If you are 100% against the proposal, you are saying you would rather keep the garbage than make any effort to improve the help pages.
Quite to the contrary, as mentioned in the preface of my response. In case you missed it, let me state it again. I think the Help:Sources and Help:Sources Style Guide pages are past due for an update. Anything we can do to clarify the guidelines where some confusion may exist is 100% appropriate and necessary in my mind.
My objection and current stance on your proposal is based partially on the reasons I gave (Items #1-4). You have provided a rebuttal to these items which I will review in more depth below, but please let me reiterate that I am not against any proposal to modify these pages, only against the documented proposal contained on your linked page.
1. Yes, both the Help:Sources and the Help:Sources Style Guide needs to be revised in tandom. No problem. I actually found it almost impossible to talk about Sources Style without talking about Sources. I personally think you shouldn't and the two pages should be revised into a single page. If the feeling is the page is too long, I can easily split it into two.
My gut feeling is that they should remain as two separate help pages (speaking as a Mentor and Mediator who has dealt with numerous sourcing cases where we could reference one and partially ignore the other for a specific issue), but if it makes sense to combine these and it helps to clarify things for both new and existing members without being "information overload", then I am all for it. The overall intent was neither discussed nor clear when reading the post or proposal, hence my bringing it up here.
2. Yes, the function of a wiki webpage is different than a book, or a journal, or a research paper. That is why the words Sources/References/Citations/Footnotes were defined as they were. The current usage is confusing, contradictory and nonsensical. I think it is helpful to clearly define the terms and note that a Source is a little different than Reference which is a little different than a Citation which is a little different than a Footnote. If I was writing a collegiate level research paper and told I had to use MLA format, I might define these terms differently. Perhaps I don't even really understand your concern.

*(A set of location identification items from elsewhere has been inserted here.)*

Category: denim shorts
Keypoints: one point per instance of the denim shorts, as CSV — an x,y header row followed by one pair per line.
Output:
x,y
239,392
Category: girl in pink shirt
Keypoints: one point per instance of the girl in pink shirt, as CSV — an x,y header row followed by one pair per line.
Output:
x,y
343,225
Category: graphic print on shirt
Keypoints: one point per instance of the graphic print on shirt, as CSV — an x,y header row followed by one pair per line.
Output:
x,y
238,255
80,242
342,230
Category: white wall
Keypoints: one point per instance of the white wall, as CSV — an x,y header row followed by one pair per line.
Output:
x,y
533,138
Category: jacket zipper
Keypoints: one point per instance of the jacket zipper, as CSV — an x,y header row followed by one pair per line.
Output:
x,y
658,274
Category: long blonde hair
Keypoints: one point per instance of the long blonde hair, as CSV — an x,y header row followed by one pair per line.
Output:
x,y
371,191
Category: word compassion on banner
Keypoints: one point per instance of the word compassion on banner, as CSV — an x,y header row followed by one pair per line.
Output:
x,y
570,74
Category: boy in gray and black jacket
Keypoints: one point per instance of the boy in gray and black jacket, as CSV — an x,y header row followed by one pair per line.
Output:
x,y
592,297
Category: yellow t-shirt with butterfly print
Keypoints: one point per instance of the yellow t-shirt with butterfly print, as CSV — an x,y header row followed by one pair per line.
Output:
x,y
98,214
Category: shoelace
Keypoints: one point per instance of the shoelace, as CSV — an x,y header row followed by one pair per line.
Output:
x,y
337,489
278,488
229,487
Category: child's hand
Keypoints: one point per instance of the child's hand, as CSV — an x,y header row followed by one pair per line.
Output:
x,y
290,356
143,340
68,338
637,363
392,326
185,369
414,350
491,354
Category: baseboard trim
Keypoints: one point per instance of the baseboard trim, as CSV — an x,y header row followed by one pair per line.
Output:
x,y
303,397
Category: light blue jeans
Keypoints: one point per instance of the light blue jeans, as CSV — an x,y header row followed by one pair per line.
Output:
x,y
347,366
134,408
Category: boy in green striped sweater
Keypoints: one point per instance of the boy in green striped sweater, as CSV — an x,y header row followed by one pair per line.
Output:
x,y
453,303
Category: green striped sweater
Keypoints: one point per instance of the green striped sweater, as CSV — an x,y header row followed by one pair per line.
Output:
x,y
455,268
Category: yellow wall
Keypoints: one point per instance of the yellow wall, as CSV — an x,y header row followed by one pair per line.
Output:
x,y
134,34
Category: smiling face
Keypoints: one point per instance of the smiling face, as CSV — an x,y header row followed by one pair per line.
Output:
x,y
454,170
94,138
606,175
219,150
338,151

I believe part of the confusion here is the difference between technical terms and definitions as known and listed through dictionaries or styles (CMoS, MLA, etc.) and what those terms mean on WikiTree. This is the concern with defining each one differently, that while technically correct in other places, it is not defined the same here.
On WikiTree, a Source is tantamount to what these other styles or definitions may define as the works cited or bibliography. These are the complete citations that we all know and love:
Lahiri, Jhumpa. In Other Words. Translated by Ann Goldstein. New York: Alfred A. Knopf, 2016.
References are then defined as what these other styles or definitions would determine to be citations, reference notes, inline references, footnotes, or endnotes:
Jhumpa Lahiri, In Other Words, trans. Ann Goldstein (New York: Alfred A. Knopf, 2016), 184.
or shortened:
Lahiri, In Other Words, 184.
When this is all put together, you could have:
A bulleted List:
Biography
This is text supported by a source.
Sources
- Lahiri, Jhumpa. In Other Words. Translated by Ann Goldstein. New York: Alfred A. Knopf, 2016.
An inline citation:
Biography
This is text supported by a source.[1]
Sources
- ↑ Lahiri, Jhumpa. In Other Words. Translated by Ann Goldstein. New York: Alfred A. Knopf, 2016.
A source list with references:
Biography
This is text supported by a source[1]
Sources
- ↑ Lahiri, In Other Words, 184.
- Lahiri, Jhumpa. In Other Words. Translated by Ann Goldstein. New York: Alfred A. Knopf, 2016.